I have seen hillside villages on fire because of civil unrest in Macedonia, been threatened by the Russian mafia in Moldova, and been moved to tears and nightmares by the sadness that calls itself Bosnia. I have been accused of being a Communist by a Croatian taxi driver, screamed at by a Russian veterinarian, and bitten on the arm by a 13-year-old Slovak boy. I have been secreted into a mosque by an Algerian, transported at midnight to a Sarajevo hospital by a hotelier, and comforted on a bus by an elderly Serbian man on Sept. 11.
I have shared an overnight train compartment with a Bosnian soccer team and held my hands over my ears as drunken, lederhosened Germans crooned their way through three countries.
I have had my heart shredded into little pieces by orphaned babies in the Republic of Georgia, and that same heart healed by a hero who doggedly, obsessively, champions their cause.

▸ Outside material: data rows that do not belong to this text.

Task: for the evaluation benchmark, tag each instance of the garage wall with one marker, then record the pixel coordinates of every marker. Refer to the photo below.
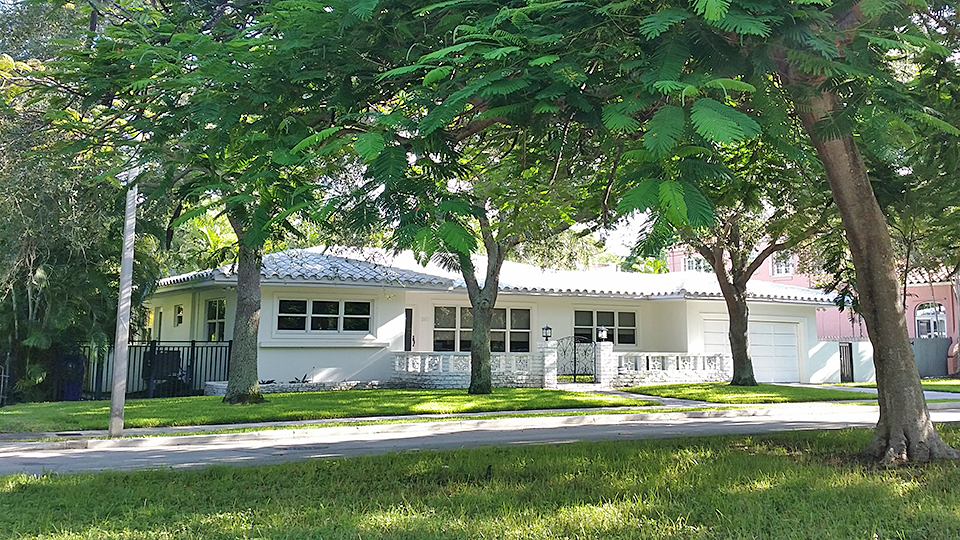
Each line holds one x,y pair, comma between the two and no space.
782,337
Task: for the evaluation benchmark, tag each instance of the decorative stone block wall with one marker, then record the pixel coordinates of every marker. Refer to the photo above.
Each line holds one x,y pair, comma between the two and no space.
646,368
452,370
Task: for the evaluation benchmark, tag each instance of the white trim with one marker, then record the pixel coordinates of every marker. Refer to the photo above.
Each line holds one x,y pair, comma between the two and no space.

In Vietnam, I have learned that a man really can transport a six-foot bookcase on the back of a motorbike, that a photo of Ho Chi Minh on the desk never hurts in Hanoi, and that the kindness and warmth of the Vietnamese does a heart good.
And I have learned to take toilet paper with me wherever I go.
I have exchanged the night life of big American cities for sipping tea with babushkas in Eastern European villages.
I have learned, I hope, that words are sometimes no more than weighted obstacles, and that an unspoken language of shared feelings and experiences is as close as I'll ever come to truth.
Ambling along in a train bound for I don't care where, I still feel the same sense of liberation that I get when I have fallen in love. Holding hands and who knows where it will all go. But isn't it lovely? And please don't let it stop. Propel me onward.
• Patti McCracken is a freelance journalist based near Vienna. She works as a journalism trainer throughout the developing world.